証券会社が破綻したらどうなる?※安全性のしくみ

 「元本保証ではない」と聞くと、預けたお金が消えるのではと心配になるかもしれませんが、証券会社の破綻に対しては2段構えの保護があります。

 ・分別管理…顧客の資産は証券会社自身の資産と分けて管理することが義務づけられています。外貨MMFは信託財産として保管されるため、証券会社が破綻しても原則として顧客に返還されます
 ・投資者保護基金…万一、分別管理に不備があった場合でも、1顧客あたり1,000万円までが補償されます(松井証券など、外貨MMFを投資者保護基金の対象と明記している会社もあります)

 この点は、預金保険の対象外である外貨預金と比べたときの外貨MMFの利点です。外貨預金は銀行が破綻した場合、1,000万円までの保護(ペイオフ)の対象になりません。
 つまり「元本保証ではない」=「証券会社が潰れたら戻ってこない」ではありません。外貨MMFのリスクは、あくまで為替とコストだと考えてください。

「外貨MMFはおすすめしない」と言われる理由

 検索すると「外貨MMFはおすすめしない」という意見も見かけます。その主張には妥当なものと、そうでないものが混ざっています。整理してみます。

よくある指摘 実際のところ
為替で損をする そのとおり。円高になれば円換算では減る。ただし外貨資産すべてに共通
手数料が高い 会社による。片道20銭と50銭では往復で2倍以上の差
利回りが低い FX・株式と比べれば低い。待機資金の置き場所としての商品
NISAが使えない そのとおり。課税口座での運用になる
元本保証がなく危険 誤解を含む。分別管理と投資者保護基金の対象で、外貨預金より保護は手厚い

 まとめると、「増やすための主力商品」として期待すると期待外れになる、というのが妥当な評価です。
 一方で、米ドルを持っている人が預り金のまま置いておく代わりに使う、円高局面で外貨を仕込んでおく、といった待機資金の運用先としては、今も合理的な選択肢です。目的を取り違えなければ「おすすめしない」商品ではありません。

リスクを抑える4つの工夫

 完全に避けることはできませんが、影響を小さくする方法はあります。

 1. 買う時期を分ける
 一度にまとめて買わず、積み立て(ドルコスト平均法)で買付時期を分散すれば、高値づかみの影響を薄められます。

 2. 手数料の安い会社を選ぶ
 往復で0.3ポイント以上の差がつきます。利回りの差(各社0.1〜0.3ポイント程度)より大きいので、為替手数料を最優先で見てください。

 3. 通貨を分散する
 米ドルだけ、トルコリラだけに集中させない。高金利通貨ほど値動きが大きく、金利で得た分が為替差損で消えることもあります。

 4. 短期で売買しない
 手数料負けを避ける最も確実な方法です。円高のタイミングで買い、数年単位で保有する前提で考えましょう。
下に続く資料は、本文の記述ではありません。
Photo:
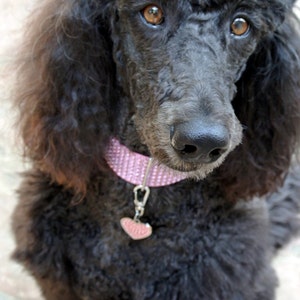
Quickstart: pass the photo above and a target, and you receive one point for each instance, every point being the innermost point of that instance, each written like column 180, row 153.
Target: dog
column 161, row 136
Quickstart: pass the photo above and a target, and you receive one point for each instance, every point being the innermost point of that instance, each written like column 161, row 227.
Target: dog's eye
column 153, row 14
column 239, row 27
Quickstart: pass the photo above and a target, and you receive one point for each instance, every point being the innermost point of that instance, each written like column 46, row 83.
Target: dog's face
column 180, row 61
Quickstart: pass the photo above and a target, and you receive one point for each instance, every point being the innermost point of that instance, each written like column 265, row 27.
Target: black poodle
column 157, row 130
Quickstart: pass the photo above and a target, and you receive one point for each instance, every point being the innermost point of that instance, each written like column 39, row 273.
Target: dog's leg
column 284, row 209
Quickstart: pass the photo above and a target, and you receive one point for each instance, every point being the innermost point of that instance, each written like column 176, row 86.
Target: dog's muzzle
column 199, row 141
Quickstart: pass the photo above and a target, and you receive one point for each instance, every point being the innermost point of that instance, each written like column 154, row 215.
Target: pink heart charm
column 136, row 230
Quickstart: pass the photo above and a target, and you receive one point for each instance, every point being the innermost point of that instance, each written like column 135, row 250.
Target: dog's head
column 206, row 82
column 180, row 63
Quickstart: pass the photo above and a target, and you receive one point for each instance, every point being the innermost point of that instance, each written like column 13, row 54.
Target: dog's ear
column 64, row 89
column 268, row 106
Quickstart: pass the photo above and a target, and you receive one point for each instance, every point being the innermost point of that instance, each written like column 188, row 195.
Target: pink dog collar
column 132, row 167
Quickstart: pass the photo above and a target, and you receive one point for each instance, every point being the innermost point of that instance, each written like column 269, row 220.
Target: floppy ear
column 65, row 89
column 268, row 105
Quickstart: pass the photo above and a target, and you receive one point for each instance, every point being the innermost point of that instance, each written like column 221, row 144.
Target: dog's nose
column 199, row 141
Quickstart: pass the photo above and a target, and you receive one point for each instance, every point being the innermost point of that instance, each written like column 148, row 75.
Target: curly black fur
column 95, row 70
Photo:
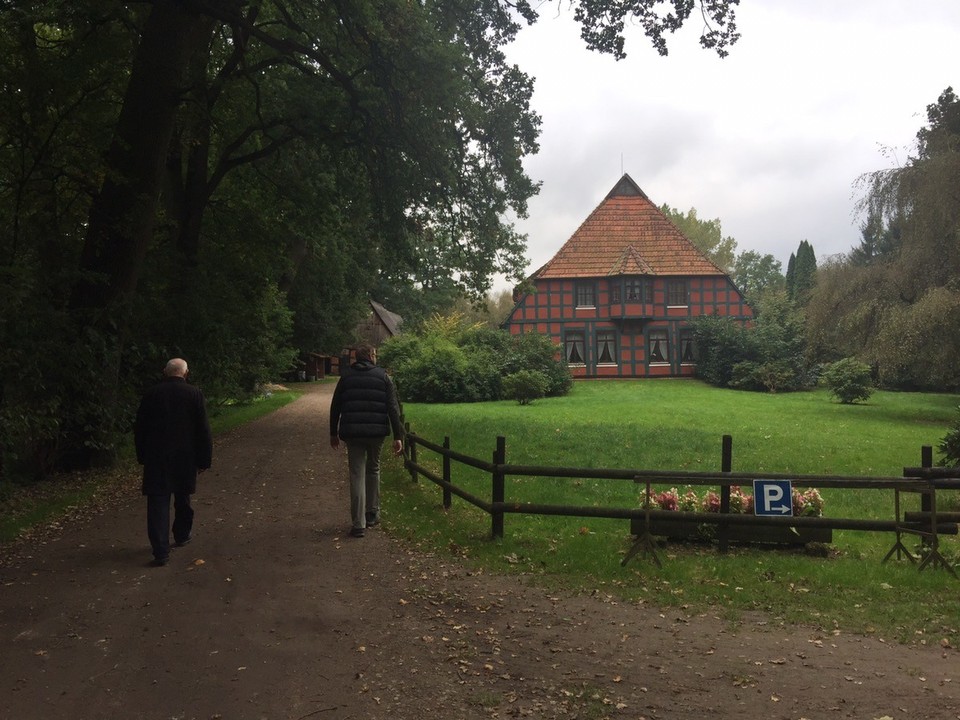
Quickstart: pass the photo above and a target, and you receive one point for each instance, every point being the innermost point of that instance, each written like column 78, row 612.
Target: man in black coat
column 174, row 443
column 363, row 411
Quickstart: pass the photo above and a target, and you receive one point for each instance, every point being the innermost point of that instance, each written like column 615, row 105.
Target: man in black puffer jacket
column 363, row 411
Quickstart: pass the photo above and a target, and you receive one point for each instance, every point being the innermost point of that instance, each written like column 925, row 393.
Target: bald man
column 173, row 441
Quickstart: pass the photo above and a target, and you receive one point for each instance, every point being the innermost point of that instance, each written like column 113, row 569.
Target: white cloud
column 770, row 140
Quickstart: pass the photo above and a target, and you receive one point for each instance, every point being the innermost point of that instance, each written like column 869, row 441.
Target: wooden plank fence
column 928, row 523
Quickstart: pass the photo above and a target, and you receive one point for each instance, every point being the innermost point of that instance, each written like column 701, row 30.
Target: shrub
column 950, row 445
column 848, row 380
column 446, row 362
column 771, row 376
column 525, row 386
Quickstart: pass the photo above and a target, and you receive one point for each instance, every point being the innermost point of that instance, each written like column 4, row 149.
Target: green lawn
column 678, row 425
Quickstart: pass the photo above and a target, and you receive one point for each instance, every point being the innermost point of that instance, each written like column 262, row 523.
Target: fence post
column 447, row 495
column 726, row 465
column 926, row 461
column 499, row 459
column 412, row 448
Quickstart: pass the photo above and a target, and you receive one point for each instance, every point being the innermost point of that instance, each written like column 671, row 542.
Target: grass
column 25, row 506
column 677, row 425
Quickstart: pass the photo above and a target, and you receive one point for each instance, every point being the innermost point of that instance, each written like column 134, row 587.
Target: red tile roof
column 627, row 235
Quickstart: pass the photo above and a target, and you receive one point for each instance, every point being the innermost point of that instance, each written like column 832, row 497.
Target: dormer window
column 586, row 294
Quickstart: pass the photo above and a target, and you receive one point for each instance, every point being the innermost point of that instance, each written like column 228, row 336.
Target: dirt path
column 274, row 612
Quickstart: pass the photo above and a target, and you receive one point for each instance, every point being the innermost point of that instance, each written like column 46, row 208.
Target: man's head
column 366, row 353
column 176, row 367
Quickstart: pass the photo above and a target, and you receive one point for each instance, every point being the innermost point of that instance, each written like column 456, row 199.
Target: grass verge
column 27, row 506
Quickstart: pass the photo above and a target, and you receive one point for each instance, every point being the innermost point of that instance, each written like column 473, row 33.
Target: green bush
column 950, row 445
column 446, row 362
column 848, row 380
column 767, row 355
column 776, row 376
column 525, row 386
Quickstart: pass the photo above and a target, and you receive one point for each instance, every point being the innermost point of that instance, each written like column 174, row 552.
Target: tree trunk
column 123, row 215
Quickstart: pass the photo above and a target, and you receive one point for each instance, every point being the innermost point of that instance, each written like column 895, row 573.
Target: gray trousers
column 363, row 457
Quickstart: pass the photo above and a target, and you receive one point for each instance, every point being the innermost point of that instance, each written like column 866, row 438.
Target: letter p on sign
column 772, row 497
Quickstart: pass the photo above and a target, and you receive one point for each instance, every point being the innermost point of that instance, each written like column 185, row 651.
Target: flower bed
column 806, row 503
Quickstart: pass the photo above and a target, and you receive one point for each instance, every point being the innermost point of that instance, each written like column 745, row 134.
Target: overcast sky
column 769, row 140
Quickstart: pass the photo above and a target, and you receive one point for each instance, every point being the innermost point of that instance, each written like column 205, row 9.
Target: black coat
column 172, row 437
column 365, row 404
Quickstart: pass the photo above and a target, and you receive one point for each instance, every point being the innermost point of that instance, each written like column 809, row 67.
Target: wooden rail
column 924, row 480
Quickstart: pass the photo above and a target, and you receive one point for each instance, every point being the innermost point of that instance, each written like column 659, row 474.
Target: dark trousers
column 158, row 521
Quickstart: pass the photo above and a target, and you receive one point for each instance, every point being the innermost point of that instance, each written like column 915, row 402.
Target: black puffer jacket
column 365, row 404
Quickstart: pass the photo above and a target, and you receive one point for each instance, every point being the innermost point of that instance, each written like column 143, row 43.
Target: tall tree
column 801, row 272
column 178, row 175
column 895, row 306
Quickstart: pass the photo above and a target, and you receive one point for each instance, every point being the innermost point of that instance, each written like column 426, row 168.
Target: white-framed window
column 658, row 347
column 677, row 293
column 606, row 347
column 574, row 347
column 688, row 349
column 586, row 294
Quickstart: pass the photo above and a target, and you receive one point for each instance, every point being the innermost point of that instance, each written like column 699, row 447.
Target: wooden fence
column 928, row 523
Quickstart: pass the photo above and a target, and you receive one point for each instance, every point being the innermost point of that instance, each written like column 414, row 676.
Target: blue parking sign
column 772, row 497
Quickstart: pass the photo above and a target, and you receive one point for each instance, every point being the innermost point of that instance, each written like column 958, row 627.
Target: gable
column 627, row 235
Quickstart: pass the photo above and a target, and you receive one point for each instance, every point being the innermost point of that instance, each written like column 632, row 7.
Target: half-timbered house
column 620, row 295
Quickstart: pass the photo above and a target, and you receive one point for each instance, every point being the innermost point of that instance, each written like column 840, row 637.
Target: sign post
column 772, row 497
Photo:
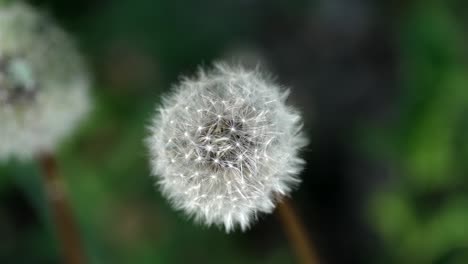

 余裕資金の範囲で行うことも大前提です。生活費や近く使う予定のあるお金を外貨にするのは避けてください。

外貨MMFのリスクについてよくある質問

 Q. 外貨MMFは元本保証ですか?
 A. 元本保証ではありません。円高になると円換算の資産が投資元本を下回ることがあります。また短期で売買すると為替手数料が利息を上回り、手数料負けになることもあります。

 Q. 証券会社が破綻したら外貨MMFはどうなりますか?
 A. 顧客資産は分別管理が義務づけられており、外貨MMFは信託財産として保管されるため原則として返還されます。万一分別管理に不備があった場合も、投資者保護基金により1顧客あたり1,000万円まで補償されます。

 Q. 手数料負けとは何ですか?
 A. 買付と売却でかかる為替手数料が、受け取る分配金を上回ってしまう状態です。1ドル160円で片道25銭なら往復は元本の約0.31%にあたり、年3%台の利回りでは1か月半ほど保有しないとペイしません。

 Q. 外貨MMFはおすすめしないと聞きましたが本当ですか?
 A. 増やすための主力商品として期待すると期待外れになります。一方で米ドルの待機資金の置き場所や、円高局面で外貨を仕込む手段としては合理的な選択肢です。目的次第で評価が変わります。

 Q. 外貨預金と比べて安全性はどうですか?
 A. 外貨預金は預金保険(ペイオフ)の対象外ですが、外貨MMFは分別管理され投資者保護基金の対象になります。保護のしくみという点では外貨MMFのほうが手厚いといえます。

 ※本ページは2026年7月時点の一般的な情報にもとづく解説です。保護の範囲や手数料などの条件は会社ごとに異なり、変更されることもあります。実際の取引前に各社の公式サイトと目論見書でご確認ください。